Faithfulness

Overview

The Faithfulness evaluator is a specialized hallucination-detection metric that determines whether an LLM’s response is grounded in and faithful to the provided context. It detects when responses contain information that is not supported by or contradicts the reference context.

When to Use

Use the Faithfulness evaluator when you need to:

Validate RAG (Retrieval-Augmented Generation) outputs - Ensure answers are based on retrieved documents or search results
Detect hallucinations in grounded responses - Identify when the LLM makes up information not present in the context
Evaluate Q&A systems over private data - Verify responses only contain information from your knowledge base

This evaluator is specifically designed for grounded responses where context is provided.

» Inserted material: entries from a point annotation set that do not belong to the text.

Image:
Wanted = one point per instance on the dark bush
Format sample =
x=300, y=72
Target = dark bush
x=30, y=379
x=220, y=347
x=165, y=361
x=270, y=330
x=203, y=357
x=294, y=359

It is not designed to validate general world knowledge or facts the LLM learned during training.

Supported Levels

The level of an evaluator determines the scope of the evaluation in OpenTelemetry terms. Some evaluations are applicable to individual spans, some to full traces or sessions, and some are applicable at multiple levels.

Level	Supported	Notes
Span	Yes	Best for LLM spans with RAG context. Apply to spans where `input`, `output`, and retrieved `context` are available.

Relevant span kinds: LLM spans, particularly those in RAG pipelines where documents are retrieved and used as context.

Input Requirements

The Faithfulness evaluator requires three inputs:

Field	Type	Description
`input`	`string`	The user’s query or question
`output`	`string`	The LLM’s response to evaluate
`context`	`string`	The reference context or retrieved documents

Formatting Tips

For best results:

Use human-readable strings rather than raw JSON for all inputs

For multi-turn conversations, format the input as a readable conversation:

User: What is the refund policy?
Assistant: You can request a refund within 30 days.
User: How do I request one?

For multiple retrieved documents, concatenate them with clear separators (see Input Mapping example below):

Our return policy allows returns within 30 days of purchase.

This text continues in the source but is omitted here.